Des chercheurs américains ont également réaliser une découverte qui prête à l’optimisme, puisque leurs données laissent penser que l’immunité naturelle après infection au Covid-19 pourrait durer bien plus longtemps qu’on ne le pense, c’est-à-dire jusqu’à vingt mois.
En effet, en observant les anticorps anti-spike de 1 580 adultes non vaccinés mais précédemment infectés, ils ont noté que ces derniers ont été détectés chez 99 % de ces personnes, et ce jusqu’à vingt mois après l’infection.

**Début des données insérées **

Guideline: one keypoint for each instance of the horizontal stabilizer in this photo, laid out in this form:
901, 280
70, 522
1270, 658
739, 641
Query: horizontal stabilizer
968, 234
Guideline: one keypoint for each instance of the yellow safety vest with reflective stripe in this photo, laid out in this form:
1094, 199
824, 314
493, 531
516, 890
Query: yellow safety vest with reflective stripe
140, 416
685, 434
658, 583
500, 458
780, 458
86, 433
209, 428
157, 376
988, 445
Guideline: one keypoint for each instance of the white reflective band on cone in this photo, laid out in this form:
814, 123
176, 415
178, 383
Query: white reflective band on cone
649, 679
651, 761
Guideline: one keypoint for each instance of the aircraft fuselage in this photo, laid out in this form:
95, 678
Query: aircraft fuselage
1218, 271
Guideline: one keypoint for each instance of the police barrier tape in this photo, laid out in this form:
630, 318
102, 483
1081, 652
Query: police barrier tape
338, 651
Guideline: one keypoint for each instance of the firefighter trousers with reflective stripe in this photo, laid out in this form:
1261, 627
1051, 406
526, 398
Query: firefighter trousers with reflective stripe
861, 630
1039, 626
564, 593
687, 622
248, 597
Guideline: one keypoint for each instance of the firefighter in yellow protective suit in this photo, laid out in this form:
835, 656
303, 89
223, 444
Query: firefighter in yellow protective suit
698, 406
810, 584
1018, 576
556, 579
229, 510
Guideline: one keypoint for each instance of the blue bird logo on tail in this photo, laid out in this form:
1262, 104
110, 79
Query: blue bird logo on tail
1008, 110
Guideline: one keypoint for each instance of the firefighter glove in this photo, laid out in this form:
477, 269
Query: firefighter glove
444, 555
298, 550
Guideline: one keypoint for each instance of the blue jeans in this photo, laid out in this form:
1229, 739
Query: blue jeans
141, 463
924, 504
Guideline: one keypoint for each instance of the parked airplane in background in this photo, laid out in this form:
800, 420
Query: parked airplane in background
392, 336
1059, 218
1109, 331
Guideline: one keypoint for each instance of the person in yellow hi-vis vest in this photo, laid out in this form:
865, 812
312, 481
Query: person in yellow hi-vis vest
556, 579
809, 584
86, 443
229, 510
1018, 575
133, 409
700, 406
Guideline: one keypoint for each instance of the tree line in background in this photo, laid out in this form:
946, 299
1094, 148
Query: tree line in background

Bien que leur efficacité et performance reste à évaluer, la présence de ce type d’anticorps (anticorps de type anti-RBD pour être précis), qui forment la première ligne de défense contre le SARS-CoV-2, est donc une bonne nouvelle et prolonge les données précédentes sur la puissance de l'immunité naturelle.
Ces données quantitatives comme qualitatives mettent à mal certaines idées simplistes, comme celles consistant à dire qu'une infection naturelle n'offrait qu'un court répit en terme de protection ; un des arguments notamment mis en avant par les pouvoirs publics pour justifier en France du passage de six à quatre mois de la validité des certificats de rétablissement.
À l’heure où la moitié des Français auraient été contaminés par le Covid-19 depuis le début de la pandémie, et où de plus en plus de citoyens ont été infectés par le variant Omicron, moins symptomatique mais plus contagieux, ces données poussent à l’optimisme, car elles signifient que nous sommes possiblement de plus en plus nombreux à avoir développé cette immunité naturelle, apparemment plus viable sur le long terme que celle conférée par les vaccins.
Sources
"SARS-CoV-2 infection rates of antibody-positive compared with antibody-negative health-care workers in England: a large, multicentre, prospective cohort study (SIREN)"
Lancet. avril 2021
“Protection against the Omicron Variant from Previous SARS-CoV-2 Infection”, New England Journal of Medicine, 9 février 2022
"Risk of Reinfection After Seroconversion to Severe Acute Respiratory Syndrome Coronavirus 2 (SARS-CoV-2): A Population-based Propensity-score Matched Cohort Study", Clin Infect Dis, Mars 2022
Communiqué de la Société européenne de microbiologie clinique et de maladies infectieuses, 10 février 2022.